For 4x4 predicted blocks there's also CBP present, it is coded the same way as in H.264.

And finally before actual coefficient data you may have a quantiser delta coded as signed variable-length code.

Inter macroblock information decoding

If motion vectors are present for the macroblock, precision and motion vector differences are coded before coefficients.

Precision for inter macroblock (in P-frame) can be determined as:

  if has_thirdpel && get_bit() != has_halfpel {
    use thirdpel mode
  } else if has_halfpel && get_bit() != has_thirdpel {
    use halfpel mode
  } else {
    use fullpel mode
  }

Motion vector differences are coded as signed variable-length codes Y component first.

CBP is coded the same way as in H.264.

Macroblock transform and dequantization

Transform coefficients:

 13  17   1   7
 13   7  -1 -17
 13  -7  -1  17
 13 -17   1  -7

Dequantization is performed by multiplying every coefficient by the same value determined by quantizer. In case if inter blocks first coefficient may be quantized slightly differently:

For intra luma blocks without separate DC coefficients block:

   dc = 13 * 13 * 1538 * block[0]

For chroma blocks:

   dc = (svq3_dequant_coeff[Q] * (block[0] >> 3)) >> 1;

Please note that chroma DCs need to be transformed first using the following matrix:

  8  8
  8 -8

Quantizer table (from svq3.c)

 static const uint32_t svq3_dequant_coeff[32] = {
   3881,  4351,  4890,  5481,  6154,  6914,  7761,  8718,
   9781, 10987, 12339, 13828, 15523, 17435, 19561, 21873,
  24552, 27656, 30847, 34870, 38807, 43747, 49103, 54683,
  61694, 68745, 77615, 89113,100253,109366,126635,141533
 };

Dequantization formula (dc=0 if not defined otherwise):

 out = (coeff * svq3_dequant_coeff[Q] + dc + 0x80000) >> 20;

Intra prediction

Intra prediction is the same as in H.264 except for the following quirks:

  • 4x4 diagonal down prediction is performed as
 a b c c
 b c c c
 c c c c
 c c c c

where a = (left[1] + top[1]) / 2, b = (left[2] + top[2]) / 2 and c = (left[3] + top[3]) / 2.

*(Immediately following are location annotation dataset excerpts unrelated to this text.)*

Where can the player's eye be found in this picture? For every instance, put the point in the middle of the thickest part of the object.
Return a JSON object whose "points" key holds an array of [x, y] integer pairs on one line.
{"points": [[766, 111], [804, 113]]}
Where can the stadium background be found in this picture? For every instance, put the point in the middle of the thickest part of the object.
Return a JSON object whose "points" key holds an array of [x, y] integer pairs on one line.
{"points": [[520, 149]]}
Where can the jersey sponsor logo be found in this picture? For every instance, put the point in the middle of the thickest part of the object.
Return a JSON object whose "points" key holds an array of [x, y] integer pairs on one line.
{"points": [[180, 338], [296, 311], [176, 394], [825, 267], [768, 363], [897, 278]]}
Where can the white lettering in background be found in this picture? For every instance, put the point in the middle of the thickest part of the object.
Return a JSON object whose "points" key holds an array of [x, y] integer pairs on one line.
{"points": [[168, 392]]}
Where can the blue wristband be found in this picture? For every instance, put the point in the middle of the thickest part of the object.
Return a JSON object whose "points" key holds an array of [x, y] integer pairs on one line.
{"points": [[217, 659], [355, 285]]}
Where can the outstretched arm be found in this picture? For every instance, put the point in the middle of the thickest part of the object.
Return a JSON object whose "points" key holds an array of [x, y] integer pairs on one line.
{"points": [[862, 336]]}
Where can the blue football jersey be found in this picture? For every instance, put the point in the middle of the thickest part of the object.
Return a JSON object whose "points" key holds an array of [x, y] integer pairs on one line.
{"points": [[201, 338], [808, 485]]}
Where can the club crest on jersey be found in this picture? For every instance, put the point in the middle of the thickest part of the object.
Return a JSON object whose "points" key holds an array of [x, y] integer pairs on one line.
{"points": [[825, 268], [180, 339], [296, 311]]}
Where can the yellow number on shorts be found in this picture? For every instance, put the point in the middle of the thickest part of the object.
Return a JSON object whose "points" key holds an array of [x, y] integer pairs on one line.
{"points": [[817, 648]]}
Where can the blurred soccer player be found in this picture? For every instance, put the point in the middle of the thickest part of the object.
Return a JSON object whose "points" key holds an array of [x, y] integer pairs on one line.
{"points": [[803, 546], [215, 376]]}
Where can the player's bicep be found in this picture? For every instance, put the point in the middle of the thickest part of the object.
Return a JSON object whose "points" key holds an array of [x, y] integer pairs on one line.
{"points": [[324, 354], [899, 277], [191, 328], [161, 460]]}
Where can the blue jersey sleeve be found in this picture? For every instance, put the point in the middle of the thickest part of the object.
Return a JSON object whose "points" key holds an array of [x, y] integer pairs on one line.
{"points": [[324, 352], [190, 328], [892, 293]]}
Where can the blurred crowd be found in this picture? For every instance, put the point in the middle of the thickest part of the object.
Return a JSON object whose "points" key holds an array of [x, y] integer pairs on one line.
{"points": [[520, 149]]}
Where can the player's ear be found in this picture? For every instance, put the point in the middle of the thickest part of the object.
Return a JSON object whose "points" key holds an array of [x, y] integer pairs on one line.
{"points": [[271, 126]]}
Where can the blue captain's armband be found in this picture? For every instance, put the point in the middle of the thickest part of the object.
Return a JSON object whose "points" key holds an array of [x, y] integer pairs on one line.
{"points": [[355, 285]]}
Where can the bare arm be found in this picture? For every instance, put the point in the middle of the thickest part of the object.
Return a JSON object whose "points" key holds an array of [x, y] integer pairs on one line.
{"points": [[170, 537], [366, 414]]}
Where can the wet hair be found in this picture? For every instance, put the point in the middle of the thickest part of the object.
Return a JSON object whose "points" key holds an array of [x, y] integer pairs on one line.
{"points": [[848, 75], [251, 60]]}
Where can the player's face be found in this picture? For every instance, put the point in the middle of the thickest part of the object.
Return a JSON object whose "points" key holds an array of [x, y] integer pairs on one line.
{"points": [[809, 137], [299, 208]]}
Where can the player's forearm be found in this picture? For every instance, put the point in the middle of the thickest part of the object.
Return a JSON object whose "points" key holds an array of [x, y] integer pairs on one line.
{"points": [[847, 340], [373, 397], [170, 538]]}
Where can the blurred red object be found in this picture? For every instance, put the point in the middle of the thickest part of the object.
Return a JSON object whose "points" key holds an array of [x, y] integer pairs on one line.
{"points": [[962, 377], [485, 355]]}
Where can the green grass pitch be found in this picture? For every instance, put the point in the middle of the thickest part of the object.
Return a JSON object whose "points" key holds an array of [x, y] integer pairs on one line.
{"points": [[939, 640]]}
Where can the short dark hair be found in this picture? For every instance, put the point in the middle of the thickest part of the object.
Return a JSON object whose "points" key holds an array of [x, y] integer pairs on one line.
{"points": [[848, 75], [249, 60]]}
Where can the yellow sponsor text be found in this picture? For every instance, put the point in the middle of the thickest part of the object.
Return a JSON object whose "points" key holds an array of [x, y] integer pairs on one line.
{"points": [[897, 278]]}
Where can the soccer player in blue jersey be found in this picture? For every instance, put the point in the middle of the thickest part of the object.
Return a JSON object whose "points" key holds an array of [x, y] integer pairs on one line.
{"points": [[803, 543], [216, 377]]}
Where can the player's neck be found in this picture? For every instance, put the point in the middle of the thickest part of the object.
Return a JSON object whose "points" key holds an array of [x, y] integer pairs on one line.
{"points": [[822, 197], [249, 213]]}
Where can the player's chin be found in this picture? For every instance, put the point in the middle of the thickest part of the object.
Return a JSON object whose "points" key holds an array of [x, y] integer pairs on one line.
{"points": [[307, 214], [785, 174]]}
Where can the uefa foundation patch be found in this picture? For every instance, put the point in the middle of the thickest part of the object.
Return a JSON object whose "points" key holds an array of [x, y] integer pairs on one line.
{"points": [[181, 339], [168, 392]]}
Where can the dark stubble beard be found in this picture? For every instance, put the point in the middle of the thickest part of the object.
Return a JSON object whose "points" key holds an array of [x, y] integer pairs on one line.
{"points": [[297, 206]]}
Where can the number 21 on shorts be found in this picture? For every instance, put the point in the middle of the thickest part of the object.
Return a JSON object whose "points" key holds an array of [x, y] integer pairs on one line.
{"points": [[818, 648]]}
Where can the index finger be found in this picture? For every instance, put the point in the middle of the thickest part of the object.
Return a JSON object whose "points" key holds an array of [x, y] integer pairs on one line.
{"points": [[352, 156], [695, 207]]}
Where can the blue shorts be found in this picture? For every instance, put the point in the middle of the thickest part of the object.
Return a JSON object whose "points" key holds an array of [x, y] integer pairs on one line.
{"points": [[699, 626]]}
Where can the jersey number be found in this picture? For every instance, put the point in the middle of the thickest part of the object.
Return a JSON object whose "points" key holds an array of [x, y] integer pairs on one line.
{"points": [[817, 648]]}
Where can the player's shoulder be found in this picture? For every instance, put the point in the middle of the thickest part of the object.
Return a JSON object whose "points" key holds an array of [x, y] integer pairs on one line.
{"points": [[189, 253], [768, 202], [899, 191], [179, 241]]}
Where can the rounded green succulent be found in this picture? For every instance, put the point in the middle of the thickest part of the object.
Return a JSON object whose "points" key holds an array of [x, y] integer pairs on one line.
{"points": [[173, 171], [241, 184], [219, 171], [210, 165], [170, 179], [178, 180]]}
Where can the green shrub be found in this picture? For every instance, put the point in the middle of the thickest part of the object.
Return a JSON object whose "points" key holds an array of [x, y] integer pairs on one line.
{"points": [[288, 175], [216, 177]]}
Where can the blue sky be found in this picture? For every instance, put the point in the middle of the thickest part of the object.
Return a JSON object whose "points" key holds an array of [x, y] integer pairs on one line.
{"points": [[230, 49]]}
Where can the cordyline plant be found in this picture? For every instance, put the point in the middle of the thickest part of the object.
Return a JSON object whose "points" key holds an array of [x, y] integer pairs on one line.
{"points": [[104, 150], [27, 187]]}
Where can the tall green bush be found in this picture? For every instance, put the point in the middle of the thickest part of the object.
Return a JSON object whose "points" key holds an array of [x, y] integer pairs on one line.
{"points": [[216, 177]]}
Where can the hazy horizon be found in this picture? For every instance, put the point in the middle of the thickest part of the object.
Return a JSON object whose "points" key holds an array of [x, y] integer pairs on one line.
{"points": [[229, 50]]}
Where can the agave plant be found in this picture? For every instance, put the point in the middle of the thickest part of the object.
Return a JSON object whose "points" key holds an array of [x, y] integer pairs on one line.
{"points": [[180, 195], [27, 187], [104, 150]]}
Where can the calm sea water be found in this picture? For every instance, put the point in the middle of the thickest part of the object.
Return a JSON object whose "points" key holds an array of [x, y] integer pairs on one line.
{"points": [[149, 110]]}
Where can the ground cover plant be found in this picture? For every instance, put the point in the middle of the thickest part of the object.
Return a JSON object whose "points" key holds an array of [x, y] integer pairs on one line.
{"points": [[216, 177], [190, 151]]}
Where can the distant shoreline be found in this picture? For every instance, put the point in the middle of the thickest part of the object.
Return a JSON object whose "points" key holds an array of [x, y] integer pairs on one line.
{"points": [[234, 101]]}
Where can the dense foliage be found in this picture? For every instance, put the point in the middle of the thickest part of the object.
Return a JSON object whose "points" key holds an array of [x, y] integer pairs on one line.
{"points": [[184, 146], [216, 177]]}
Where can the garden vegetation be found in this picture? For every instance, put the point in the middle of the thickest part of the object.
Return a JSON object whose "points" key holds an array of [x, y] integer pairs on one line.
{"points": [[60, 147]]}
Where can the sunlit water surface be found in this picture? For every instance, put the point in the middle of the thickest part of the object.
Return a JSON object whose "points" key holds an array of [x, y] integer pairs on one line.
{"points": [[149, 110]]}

  • 16x16 plane prediction is the same as in H.264 but transposed for some reason;
  • 8x8 chroma always uses DC prediction.

Motion Compensation

Since P-frame macroblocks can have different motion vector precision (it is always halfpel precision in B-frames), motion vectors are stored and predicted as fraction of six and then rounded to the desired base.

Thirdpel interpolation in one direction uses formula ((2 * A + B + 1) * 0x2AB) >> 11 and two-dimensional interpolation uses matrix

 4 3
 3 2

and ((4 * A + 3 * B + 3 * C + 2 * D + 6) * 0xAAB) >> 15 for the output.

Packetization

The first byte of a SVQ3 RTP packet indicates the packet type(s). This is after the standard RTP headers.

1st byte value packet type
0x40 config
0x20 start
0x10 end

Note that a packet may have more than one type. Config packets are in practice transmitted individually since they do not contain additional video data beyond extradata.

The second byte of a SVQ3 RTP packet is ignored. This is likely reserved for future use.

All subsequent bytes are payload data.

SVQ3 does not make use of SDP FMTP attributes to carry codec-specific extradata; rather, this is carried within the RTP itself in config packets. Also, SVQ3 decoders expect extradata to be prefixed with the marker bytes "SEQH", followed by another 4 bytes indicating the length of the extradata. Neither are provided by the payload, and must be inserted by the depacketizer prior to decoding. The rest of the payload data is standard SVQ3 extradata. (todo: explain 'standard svq3 extradata'?)

Start packets come with a new RTP timestamp, and config packets may be periodically re-transmitted before a keyframe.

End packets simply indicate that the payload data constitutes the remainder of a SVQ3 frame.